President Obama spoke with Pakistani President Asif Zardari by telephone this morning. The two leaders discussed the President’s decision on the way forward in Afghanistan and Pakistan.
The President recognized the profound sacrifices Pakistan has made in its efforts to combat extremists in its northwest and emphasized that our goal is to defeat al-Qaida and to ensure stability in the region. The two presidents agreed that the close partnership between Pakistan and the United States is vital to success, and President Obama promised to continue to assist Pakistan in its efforts against extremists.
President Obama spoke with President Karzai on the evening of November 30 via video teleconference for one hour about the way ahead in Afghanistan. The two leaders reaffirmed their commitment to work closely together to ensure stability in Afghanistan and to prevent the country from becoming a safe haven for terrorists. They also discussed a range of related issues, including security, governance, corruption, economic development, and regional relations.

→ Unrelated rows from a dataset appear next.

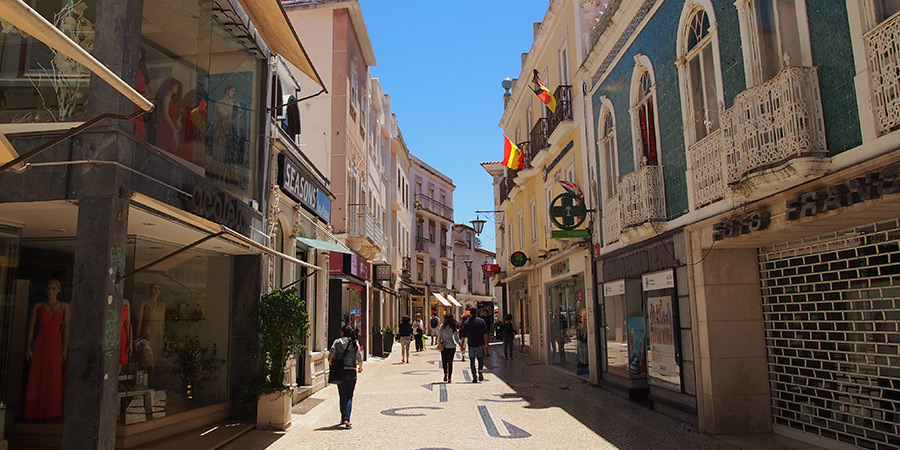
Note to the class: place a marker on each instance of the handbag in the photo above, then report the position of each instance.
(336, 369)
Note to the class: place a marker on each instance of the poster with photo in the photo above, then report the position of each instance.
(637, 363)
(662, 365)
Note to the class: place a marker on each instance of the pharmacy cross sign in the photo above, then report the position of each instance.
(567, 211)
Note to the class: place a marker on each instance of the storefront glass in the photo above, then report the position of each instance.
(567, 322)
(625, 328)
(40, 84)
(205, 86)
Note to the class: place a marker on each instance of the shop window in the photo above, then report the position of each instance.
(39, 84)
(697, 69)
(204, 83)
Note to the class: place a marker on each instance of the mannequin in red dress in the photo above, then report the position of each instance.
(44, 393)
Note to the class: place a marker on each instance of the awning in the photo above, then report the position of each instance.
(276, 29)
(325, 245)
(213, 228)
(28, 21)
(441, 299)
(453, 300)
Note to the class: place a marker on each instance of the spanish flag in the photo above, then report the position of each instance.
(512, 156)
(543, 93)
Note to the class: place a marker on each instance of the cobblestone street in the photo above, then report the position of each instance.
(520, 404)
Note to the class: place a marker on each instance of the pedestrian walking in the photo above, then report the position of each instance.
(404, 333)
(419, 331)
(508, 333)
(448, 339)
(346, 347)
(435, 323)
(475, 334)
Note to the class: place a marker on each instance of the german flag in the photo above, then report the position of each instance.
(543, 93)
(512, 156)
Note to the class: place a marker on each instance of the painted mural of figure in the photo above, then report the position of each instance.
(48, 330)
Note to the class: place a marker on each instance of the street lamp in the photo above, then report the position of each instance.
(478, 224)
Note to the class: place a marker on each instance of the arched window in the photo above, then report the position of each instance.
(774, 33)
(609, 154)
(698, 68)
(643, 113)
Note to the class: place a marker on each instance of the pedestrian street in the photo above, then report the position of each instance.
(520, 404)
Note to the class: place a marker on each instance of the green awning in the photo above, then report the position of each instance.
(325, 245)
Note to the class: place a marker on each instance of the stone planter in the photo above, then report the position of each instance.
(273, 411)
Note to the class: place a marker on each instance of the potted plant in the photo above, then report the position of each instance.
(377, 342)
(283, 331)
(388, 335)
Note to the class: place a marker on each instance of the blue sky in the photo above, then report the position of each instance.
(442, 64)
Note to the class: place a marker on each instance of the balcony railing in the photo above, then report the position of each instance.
(563, 112)
(773, 122)
(540, 134)
(643, 197)
(433, 206)
(708, 172)
(883, 51)
(422, 244)
(612, 220)
(362, 224)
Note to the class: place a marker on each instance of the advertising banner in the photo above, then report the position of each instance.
(662, 365)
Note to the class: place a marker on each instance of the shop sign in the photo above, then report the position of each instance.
(614, 288)
(383, 272)
(754, 221)
(855, 190)
(302, 189)
(559, 268)
(221, 208)
(518, 259)
(658, 280)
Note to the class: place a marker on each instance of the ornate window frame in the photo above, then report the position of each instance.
(608, 150)
(648, 100)
(753, 71)
(711, 40)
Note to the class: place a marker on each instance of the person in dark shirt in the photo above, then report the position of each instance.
(476, 335)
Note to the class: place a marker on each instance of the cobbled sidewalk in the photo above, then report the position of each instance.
(520, 405)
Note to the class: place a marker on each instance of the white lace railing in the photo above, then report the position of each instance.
(773, 122)
(707, 164)
(361, 224)
(883, 51)
(612, 220)
(642, 194)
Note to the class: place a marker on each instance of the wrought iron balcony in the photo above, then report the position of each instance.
(424, 202)
(360, 223)
(643, 197)
(883, 51)
(612, 220)
(540, 134)
(773, 122)
(563, 112)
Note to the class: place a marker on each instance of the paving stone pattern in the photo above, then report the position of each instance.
(520, 405)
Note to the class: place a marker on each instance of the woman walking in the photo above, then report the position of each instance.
(448, 339)
(404, 332)
(346, 347)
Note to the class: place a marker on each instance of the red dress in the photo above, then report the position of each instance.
(123, 345)
(44, 394)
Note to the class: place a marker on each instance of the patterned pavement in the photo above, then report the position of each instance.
(520, 404)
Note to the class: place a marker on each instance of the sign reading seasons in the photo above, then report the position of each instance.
(855, 190)
(302, 189)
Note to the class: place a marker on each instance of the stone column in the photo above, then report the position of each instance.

President Obama underscored the need for more rapid development of the Afghan National Security Forces so that Afghans themselves can assume greater responsibility over the security of their country. The President also emphasized that U.S. and international efforts in Afghanistan are not open ended and must be evaluated toward measurable and achievable goals within the next 18 to 24 months. Both Presidents agreed to redouble their efforts to improve the delivery of services to the Afghan people, particularly at the local level, and to reinvigorate economic development and investment, especially in the areas of agriculture, mining, water management, and energy.